A set of spatially nested circulation models is used to explore interannual change in the northeast Pacific (NEP) during 1997–2002, and remote vs. local influence of the 1997–1998 El Niño on this region. Our nested set is based on the primitive equations of motion, and includes a basin-scale model of the north Pacific at ~40-km resolution (NPac), and a regional model of the Northeast Pacific at ~10-km resolution. The NEP model spans an area from Baja California through the Bering Sea, from the coast to ~2000-km offshore. In this context, “remote influence” refers to effects driven by changes in ocean velocity and temperature outside of the NEP domain; “local influence” refers to direct forcing by winds and runoff within the NEP domain.
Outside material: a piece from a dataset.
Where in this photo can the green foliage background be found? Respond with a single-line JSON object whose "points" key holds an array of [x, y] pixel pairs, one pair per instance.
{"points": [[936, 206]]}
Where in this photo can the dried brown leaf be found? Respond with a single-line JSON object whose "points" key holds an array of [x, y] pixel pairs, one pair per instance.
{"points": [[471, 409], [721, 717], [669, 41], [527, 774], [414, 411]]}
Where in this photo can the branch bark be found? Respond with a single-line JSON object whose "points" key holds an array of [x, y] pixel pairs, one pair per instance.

A base run of this model using hindcast winds and runoff for 1996–2002 replicates the dominant spatial modes of sea-surface height anomalies from satellite data, and coastal sea level from tide gauges. We have performed a series of sensitivity runs with the NEP model for 1997–1998, which analyze the response of coastal sea level to: (1) hindcast winds and coastal runoff, as compared to their monthly climatologies and (2) hindcast boundary conditions (from the NPac model), as compared to their monthly climatologies. Results indicate penetration of sea-surface height (SSH) from the basin-scale model into the NEP domain (e.g., remote influence), with propagation as coastal trapped waves from Baja up through Alaska. Most of the coastal sea-level anomaly off Alaska in El Niño years appears due to direct forcing by local winds and runoff (local influence), and such anomalies are much stronger than those produced off California. We quantify these effects as a function of distance along the coastline, and consider how they might impact the coastal ecosystems of the NEP.